The brand, who retail period underwear, have been accused, by former and current employees, of offering substandard pay, “flimsy benefits” such as short parental leave periods, and insulting salary negotiations – reports Racked.
One former employee spoke to Racked: “Whenever anybody would try to negotiate with [Agrawal] she would go back to the fact that we’re young and just be like, ‘Oh, you’re in your 20s. You don’t need a lot of money.”
Another wrote: “It honestly felt like a middle school environment: pitting people against each other, calling us petty children and [saying that we were] immature and that we're all these millennials that don't know anything.”
On Glassdoor, on employee wrote: “The team encourages self-advocacy, and as long as you work hard and consistently wave your ‘freak-flag,’ you can go from an entry-level team member to someone who gets to work closely with the Trump-like CEO, in a matter of months.”
Racked reports that "several sources say they either took a pay cut or accepted a below-market-rate salary”, and that if employees dared to negotiate for more money, they were dismissed as “ungrateful” by Agrawal.
Employees accuse Agrawal of engineering the firm’s positive Glassdoor reviews.
Agrawal has also been accused of being hypocritical – and not espousing the feminist ethos her branding appears to support.
In January 2016, Agrawal told a writer from The Cut: “I only started relating to being a feminist, literally, right when I started my company.”
The company has also been accused of having lewd adds that do not fit in with, what many supporters of feminist movements would consider, the image of modern feminism.
Responding to criticisms in a statement, THINX said: “Our leadership is getting to the bottom of these allegations, and, as ever, we are actively working to address and improve our corporate culture.

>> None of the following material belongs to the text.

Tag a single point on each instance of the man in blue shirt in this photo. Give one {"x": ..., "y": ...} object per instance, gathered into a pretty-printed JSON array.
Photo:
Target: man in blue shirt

We look forward to updating the community as new leaders and corporate processes are put into place. Thank you, everyone, for bearing with us in the meantime.”
Agrawal announced that she would step down as CEO but there is still work to do, in a company that lacks concrete HR guidelines.
Judith Ohikuare, writer at Refinery29, argues that even if THINX had solid HR guidelines, recent events at Uber have shown that aggressive corporate cultures can compromise employee wellness.
She wrote: “HR is hardly a panacea — just ask former Uber employee Susan Fowler. In the absence of structural checks, employees will take their cues for what is and isn’t acceptable from the top.”